A man walks next to a Bank of America branch in New York October 24, 2012. [Photo/Agencies] |
New York - Bank of America Corp raised $1.47 billion by selling its remaining stake in China Construction Bank Corp (CCB), ending an eight year-old investment that generated a paper profit more than five times the original cost.
The Charlotte, North Carolina-based bank sold 2 billion Hong Kong-listed shares of CCB at HK$5.70 each, a 3.9 percent discount to Tuesday's close, a term sheet of the deal seen by Reuters showed.
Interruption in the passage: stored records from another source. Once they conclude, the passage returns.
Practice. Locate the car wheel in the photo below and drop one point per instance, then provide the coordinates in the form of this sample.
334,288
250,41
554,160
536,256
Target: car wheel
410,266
CCB's Hong Kong traded shares fell 2.2 percent on Wednesday.
BofA joins a list of Western financial institutions that have found that their investments in Chinese financial firms did not give them the foothold they had hoped for in that country.
"The only thing that will be central to banking in China will be China's domestic banks," said Donald Straszheim, head of China research at International Strategy & Investment Group in Los Angeles.
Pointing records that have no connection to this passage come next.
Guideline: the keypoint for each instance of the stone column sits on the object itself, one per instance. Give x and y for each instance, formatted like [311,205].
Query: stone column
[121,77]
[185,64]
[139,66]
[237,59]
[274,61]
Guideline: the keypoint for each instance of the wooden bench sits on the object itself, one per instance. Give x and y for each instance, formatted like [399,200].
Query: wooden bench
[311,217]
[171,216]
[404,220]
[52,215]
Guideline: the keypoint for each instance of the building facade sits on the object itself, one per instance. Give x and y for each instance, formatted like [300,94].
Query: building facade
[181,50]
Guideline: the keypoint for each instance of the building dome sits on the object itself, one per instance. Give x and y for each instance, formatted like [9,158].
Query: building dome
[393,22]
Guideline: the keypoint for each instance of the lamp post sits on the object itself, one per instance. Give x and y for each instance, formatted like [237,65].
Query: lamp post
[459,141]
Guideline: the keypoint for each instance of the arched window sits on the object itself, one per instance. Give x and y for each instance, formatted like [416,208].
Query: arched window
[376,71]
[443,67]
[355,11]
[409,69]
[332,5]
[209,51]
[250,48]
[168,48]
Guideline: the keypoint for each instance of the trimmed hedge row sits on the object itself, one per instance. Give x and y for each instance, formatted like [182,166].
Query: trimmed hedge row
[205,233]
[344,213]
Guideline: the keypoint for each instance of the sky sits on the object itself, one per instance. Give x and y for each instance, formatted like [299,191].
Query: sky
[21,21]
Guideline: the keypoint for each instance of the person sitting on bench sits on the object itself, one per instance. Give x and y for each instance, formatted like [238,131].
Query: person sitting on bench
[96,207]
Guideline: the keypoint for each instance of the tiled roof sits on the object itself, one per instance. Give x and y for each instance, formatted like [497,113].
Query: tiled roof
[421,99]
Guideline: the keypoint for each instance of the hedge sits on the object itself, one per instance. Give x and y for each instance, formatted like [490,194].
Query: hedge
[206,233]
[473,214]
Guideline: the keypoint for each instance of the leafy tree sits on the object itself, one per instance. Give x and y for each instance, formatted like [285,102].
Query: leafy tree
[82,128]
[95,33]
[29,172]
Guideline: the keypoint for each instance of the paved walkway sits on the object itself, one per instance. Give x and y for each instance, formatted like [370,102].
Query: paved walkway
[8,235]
Bank of America's exit makes it the second US bank to completely sell out of a China bank investment this year, after Goldman Sachs offloaded its remaining $1.1 billion stake in Industrial and Commercial Bank of China Ltd.
Goldman Sachs grossed $10.1 billion from selling its ICBC stake after investing $2.58 billion in 2006, using internal funds that invest a mix of client, employee and corporate cash.
BofA's past three sales of CCB stock since August 2011 have helped raise $16.37 billion, according to Reuters calculations.
The original 9.9 percent stake was purchased by Merrill Lynch for $3 billion in 2005 ahead of the Chinese bank's initial public offering. BofA assumed the stake when it purchased Merrill after the bank and brokerage nearly collapsed in the 2008 financial crisis.
The Chinese banking system has shown signs of stress, with bad loans picking up as economic growth slows. As a result, several Chinese lenders are preparing to launch equity sales to bolster their capital bases.
But even before the Chinese banking sector weakened, many US and European banks decided to sell the assets to bolster their own capital bases and focus on their main businesses.
Since US and European banks began building stakes in Chinese banks, new international capital rules have been formulated, which will make it more expensive for them to own shares of other financial institutions.
Bank of America said on Tuesday that it expects to record about a $750 million gain before taxes on the stake sale. With that profit, its total gains from dividends and selling shares will amount to nearly $18 billion before taxes, according to regulatory filings between 2009 and 2013.
At the time, Bank of America's then chief executive Kenneth Lewis said the partnership was designed to give Bank of America more access to roughly 1.3 billion Chinese consumers, while CCB would benefit from BofA's US retail banking experience.
The US bank increased its holdings in following years, before paring it down starting in 2009. In 2011, the bank raised a combined $14.9 billion from selling shares in CCB to a group of investors that included Singapore's Temasek Holdings.
Bank of America launched Tuesday's sale after a lock-up on its remaining stake expired last month. The bank will continue its strategic partnership with CCB in business areas like customer service and sales models, the bank said in a press release.
Bank of America shares closed at $14.25 on Tuesday, up nearly 1 percent from Friday's close.